Hathi Records: Loading into Catalog

Loading Records

Copies of m2bmaps and m2btab are located on:

Dropbox/MSCS Project Team/HathiRecords/LoadProfiles

Load profiles accomplish the following:

1) Prefix 001 with “hathi” (m2bmap.hathi001s).   This to prevent overlaying on current records based on 001. This may or may not be desireable.  Note that in MaineCat matching is based on more than 001, so sometimes records are matching in MaineCat.

2) Create Read Online from HathiTrust links – m2bmap.hathitext . Includes Google Analytics tracking link.

**SEE Note regarding problem when record has multiple 856s!!!

3) Create Google Book link – this references http://mainecat.maine.edu/screens/gbcheck.js which controls text and links output.  (m2bmap.hathiurls).

4) Create POD link. (m2bmap.mscspod)  This references http://mainecat.maine.edu/screens/mscspod.html.

5) Removes 9xx fields

6) Uses ‘hathib’ template for bibs, does not create items. (As of Feb 2015 hathib needs to be made a template on Ursus)

Links that need to be in the page head (toplogo):

<script src=”https://code.jquery.com/jquery-1.9.1.min.js”></script>

and on mainecat:
<script src=”/screens/ga.js”></script>
<script type=”text/javascript” src=”/screens/sharedprint.js”> </script>

Files that need to exist :

http://mainecat.maine.edu/screens/ga.js
http://mainecat.maine.edu/screens/gbcheck.js
http://mainecat.maine.edu/screens/mscspod.html
http://mainecat.maine.edu/screens/sharedprint.js
http://mainecat.maine.edu/screens/umaine.png
http://mainecat.maine.edu//screens/google.png
http://mainecat.maine.edu/screens/hathi_logo.png

 **NOTE regarding multiple 856s:

Some, thought not many,  records have more than one 856 field.   Possible field text is below.
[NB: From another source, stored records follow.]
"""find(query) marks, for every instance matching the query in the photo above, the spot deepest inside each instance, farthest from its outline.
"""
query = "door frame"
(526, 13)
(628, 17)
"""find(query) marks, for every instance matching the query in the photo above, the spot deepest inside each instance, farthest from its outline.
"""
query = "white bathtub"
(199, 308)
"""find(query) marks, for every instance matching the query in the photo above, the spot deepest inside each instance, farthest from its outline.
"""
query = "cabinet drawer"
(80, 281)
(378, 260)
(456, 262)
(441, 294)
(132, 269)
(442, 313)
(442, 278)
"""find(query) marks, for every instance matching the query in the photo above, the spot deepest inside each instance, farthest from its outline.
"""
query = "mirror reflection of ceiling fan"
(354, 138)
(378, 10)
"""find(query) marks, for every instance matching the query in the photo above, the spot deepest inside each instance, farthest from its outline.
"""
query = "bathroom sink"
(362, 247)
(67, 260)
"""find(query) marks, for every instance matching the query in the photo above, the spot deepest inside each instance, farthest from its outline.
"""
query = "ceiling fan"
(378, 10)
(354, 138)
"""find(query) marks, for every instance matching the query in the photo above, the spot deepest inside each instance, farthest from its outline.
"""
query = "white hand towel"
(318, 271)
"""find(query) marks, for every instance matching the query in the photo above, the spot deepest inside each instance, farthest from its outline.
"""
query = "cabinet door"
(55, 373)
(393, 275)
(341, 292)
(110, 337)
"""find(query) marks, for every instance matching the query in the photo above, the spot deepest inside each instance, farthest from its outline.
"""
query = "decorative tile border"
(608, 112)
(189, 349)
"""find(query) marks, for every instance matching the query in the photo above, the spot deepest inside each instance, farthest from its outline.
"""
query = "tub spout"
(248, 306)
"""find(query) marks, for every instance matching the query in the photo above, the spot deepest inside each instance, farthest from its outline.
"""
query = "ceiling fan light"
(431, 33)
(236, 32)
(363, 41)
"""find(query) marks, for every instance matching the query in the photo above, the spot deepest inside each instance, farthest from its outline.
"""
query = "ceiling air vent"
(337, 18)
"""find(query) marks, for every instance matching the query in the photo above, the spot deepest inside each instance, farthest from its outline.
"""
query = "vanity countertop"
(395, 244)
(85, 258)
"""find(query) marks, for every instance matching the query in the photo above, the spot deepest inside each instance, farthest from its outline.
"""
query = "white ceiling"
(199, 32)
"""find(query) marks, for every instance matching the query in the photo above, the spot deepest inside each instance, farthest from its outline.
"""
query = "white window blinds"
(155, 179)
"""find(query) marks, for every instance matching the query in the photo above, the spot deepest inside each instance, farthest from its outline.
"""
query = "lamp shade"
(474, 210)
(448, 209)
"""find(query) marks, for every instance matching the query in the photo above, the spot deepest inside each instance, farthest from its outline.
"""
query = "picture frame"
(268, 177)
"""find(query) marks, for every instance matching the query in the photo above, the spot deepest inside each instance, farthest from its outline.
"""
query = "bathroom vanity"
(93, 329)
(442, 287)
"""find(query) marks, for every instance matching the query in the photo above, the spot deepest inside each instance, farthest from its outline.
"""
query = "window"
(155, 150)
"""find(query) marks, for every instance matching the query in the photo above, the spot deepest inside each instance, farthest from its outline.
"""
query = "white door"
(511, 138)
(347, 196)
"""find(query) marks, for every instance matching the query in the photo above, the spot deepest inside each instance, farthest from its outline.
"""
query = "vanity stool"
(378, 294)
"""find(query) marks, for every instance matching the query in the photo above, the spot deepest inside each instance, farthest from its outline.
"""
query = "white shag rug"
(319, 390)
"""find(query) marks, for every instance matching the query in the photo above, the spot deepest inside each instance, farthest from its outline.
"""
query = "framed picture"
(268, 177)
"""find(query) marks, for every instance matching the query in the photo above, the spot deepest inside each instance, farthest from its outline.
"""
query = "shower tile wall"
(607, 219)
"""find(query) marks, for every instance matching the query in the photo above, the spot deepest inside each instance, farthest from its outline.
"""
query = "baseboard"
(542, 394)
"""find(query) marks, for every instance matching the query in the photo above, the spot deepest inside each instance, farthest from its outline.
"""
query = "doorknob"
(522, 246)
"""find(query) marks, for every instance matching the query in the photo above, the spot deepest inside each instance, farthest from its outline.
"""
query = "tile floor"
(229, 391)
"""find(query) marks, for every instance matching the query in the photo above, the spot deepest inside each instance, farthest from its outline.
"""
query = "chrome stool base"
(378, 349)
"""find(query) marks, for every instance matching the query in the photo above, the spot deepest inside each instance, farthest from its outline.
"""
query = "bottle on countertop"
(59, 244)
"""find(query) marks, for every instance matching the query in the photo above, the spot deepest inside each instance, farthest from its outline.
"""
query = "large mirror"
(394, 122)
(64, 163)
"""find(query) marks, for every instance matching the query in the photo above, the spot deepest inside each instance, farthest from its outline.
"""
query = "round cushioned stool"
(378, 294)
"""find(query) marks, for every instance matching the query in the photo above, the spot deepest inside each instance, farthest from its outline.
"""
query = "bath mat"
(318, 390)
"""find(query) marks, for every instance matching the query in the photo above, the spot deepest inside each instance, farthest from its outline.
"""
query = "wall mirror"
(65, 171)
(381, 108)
85640 $uhttp://catalog.hathitrust.org/api/volumes/oclc/5518087.html$zHathiTrust Public Domain only in US Access
85640 $uhttp://catalog.hathitrust.org/api/volumes/oclc/5518087.html$zHathiTrust Public Domain Access
85640 $uhttp://catalog.hathitrust.org/api/volumes/oclc/36909847.html$zHathiTrust Creative Commons - No Copyright
85640 $uhttp://catalog.hathitrust.org/api/volumes/oclc/132582276.html$zHathiTrust World Access

If the record has more than one 856, the load table creates 3 urls for each 856.  (E.g. if there are 2, it creates 6.)   In theory one could use the %first directive in the load table to just process the first instance.  This would be ideal EXCEPT that we are also using the %map directive, and from what we’ve see so far, the system ONLY respects the first directive and not the second, so something like this still processes all urls: 856|85641|+|0|0|b|y|0|y|N|0|%map=(“m2bmap.hathitextPD”)%first.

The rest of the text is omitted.